Weekend Box-Office: Dolphin Tale Leaps Into Lead
On strong word-of-mouth, Dolphin Tale managed to leap over Moneyball and The Lion King (in 3D) to take first place on its second weekend in theaters. 50/50 faltered but was tops among newcomers, though faith-based movie Courageous had the most impressive showing at far fewer locations. Dream House disappointed in its debut, while What’s Your Number? tallied one of the worst numbers for a super-saturated (3,000+ theaters) release ever.
Dolphin Tale eased just 26 percent to an estimated $14.3 million, which brought its 10-day total to a solid $37.5 million. It had a better hold than Soul Surfer and was about even with last Fall’s Secretariat, albeit with a much higher total than either of those movies at the same point. Still, it couldn’t hold a candle to The Blind Side (which actually improved in its second frame), though that was a holiday weekend so it isn’t an apples-to-apples comparison.
Moneyball dipped 36 percent to an estimated $12.5 million. That’s a bit steeper than The Social Network’s 31 percent decline, though it’s still very solid in its own right. The Brad Pitt baseball drama has scored $38.5 million through 10 days in theaters.
After ruling the charts for the past two weeks, The Lion King’s 3D re-release fell nearly 50 percent to an estimated $11.1 million and had to settle for third place. That week-over-week decline is a bit steep, though it’s not entirely unexpected considering the Blu-ray hits stores on Tuesday and most advertisements pegged the re-release as a two-weeks-only affair.
The movie’s total has now reached $79.7 million, which brings The Lion King’s overall total to $408.2 million. On Saturday, it passed Spider-Man to move in to the Top 10 all-time, and it should be able to climb a few more spots before the end of its run. Thanks in part to The Lion King’s impressive performance, Walt Disney Pictures passed the $1 billion mark on Saturday, making it the sixth straight year that the studio reached this milestone.

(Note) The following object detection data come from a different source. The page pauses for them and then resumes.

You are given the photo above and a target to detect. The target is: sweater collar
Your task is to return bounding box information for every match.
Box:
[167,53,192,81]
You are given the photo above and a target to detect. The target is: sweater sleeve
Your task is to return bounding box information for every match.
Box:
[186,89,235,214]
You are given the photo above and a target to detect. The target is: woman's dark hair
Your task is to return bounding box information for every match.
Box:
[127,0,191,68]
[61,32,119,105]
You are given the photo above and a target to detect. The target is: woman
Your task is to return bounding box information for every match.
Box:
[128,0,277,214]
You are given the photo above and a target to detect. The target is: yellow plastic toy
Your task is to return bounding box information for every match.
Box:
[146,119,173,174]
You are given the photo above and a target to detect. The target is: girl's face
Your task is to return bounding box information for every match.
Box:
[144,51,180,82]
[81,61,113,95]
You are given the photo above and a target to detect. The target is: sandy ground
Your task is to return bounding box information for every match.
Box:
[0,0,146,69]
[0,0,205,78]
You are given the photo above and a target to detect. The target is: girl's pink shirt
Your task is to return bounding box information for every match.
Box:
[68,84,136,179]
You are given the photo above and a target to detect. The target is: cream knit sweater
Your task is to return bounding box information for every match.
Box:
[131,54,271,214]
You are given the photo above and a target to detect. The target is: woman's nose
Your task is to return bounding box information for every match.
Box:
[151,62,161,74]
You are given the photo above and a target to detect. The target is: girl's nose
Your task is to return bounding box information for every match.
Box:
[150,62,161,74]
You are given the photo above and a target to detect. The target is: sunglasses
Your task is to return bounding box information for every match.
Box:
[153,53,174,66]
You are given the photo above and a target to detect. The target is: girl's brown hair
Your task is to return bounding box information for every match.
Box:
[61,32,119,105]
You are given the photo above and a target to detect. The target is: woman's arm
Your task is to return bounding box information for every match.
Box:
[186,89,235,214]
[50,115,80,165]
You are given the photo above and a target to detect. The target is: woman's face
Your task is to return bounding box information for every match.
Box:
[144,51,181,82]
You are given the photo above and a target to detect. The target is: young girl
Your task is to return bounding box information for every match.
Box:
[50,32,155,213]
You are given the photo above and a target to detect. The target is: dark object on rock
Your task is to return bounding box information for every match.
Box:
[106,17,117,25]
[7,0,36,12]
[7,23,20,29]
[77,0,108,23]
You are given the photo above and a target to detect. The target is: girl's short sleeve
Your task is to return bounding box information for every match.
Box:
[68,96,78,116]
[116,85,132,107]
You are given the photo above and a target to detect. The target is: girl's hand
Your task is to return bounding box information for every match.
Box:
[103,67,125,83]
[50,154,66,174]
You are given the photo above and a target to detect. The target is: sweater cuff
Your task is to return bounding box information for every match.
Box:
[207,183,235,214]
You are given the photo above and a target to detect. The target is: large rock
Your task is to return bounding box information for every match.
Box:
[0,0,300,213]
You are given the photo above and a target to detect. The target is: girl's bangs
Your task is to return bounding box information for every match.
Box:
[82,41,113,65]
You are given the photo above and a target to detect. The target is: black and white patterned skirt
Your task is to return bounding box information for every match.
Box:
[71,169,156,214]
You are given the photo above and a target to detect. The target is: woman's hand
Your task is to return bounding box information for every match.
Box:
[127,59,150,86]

50/50 opened to an estimated $8.86 million from 2,458 theaters, which is the lowest debut ever for a Seth Rogen movie. Considering the grim subject matter, though, that’s not an entirely awful start, and an “A-” CinemaScore should translate in to decent word-of-mouth in coming weeks. The audience was 54 percent female and 57 percent under 30 years old.
50/50 had a hot young cast, and strong reviews and word-of-mouth, but all of that only goes so far. The marketing was ultimately too lukewarm: by attempting to off-set the cancer plotline and dreary gray palette with random jokes and the uplifting tagline “Beat the Odds,” the movie’s story and characters were diluted and instead it came off as a somewhat sad buddy comedy. It could hang on well moving foward, though it will be tough to match star Joseph Gordon-Levitt’s 2009 hit (500) Days of Summer ($32.4 million).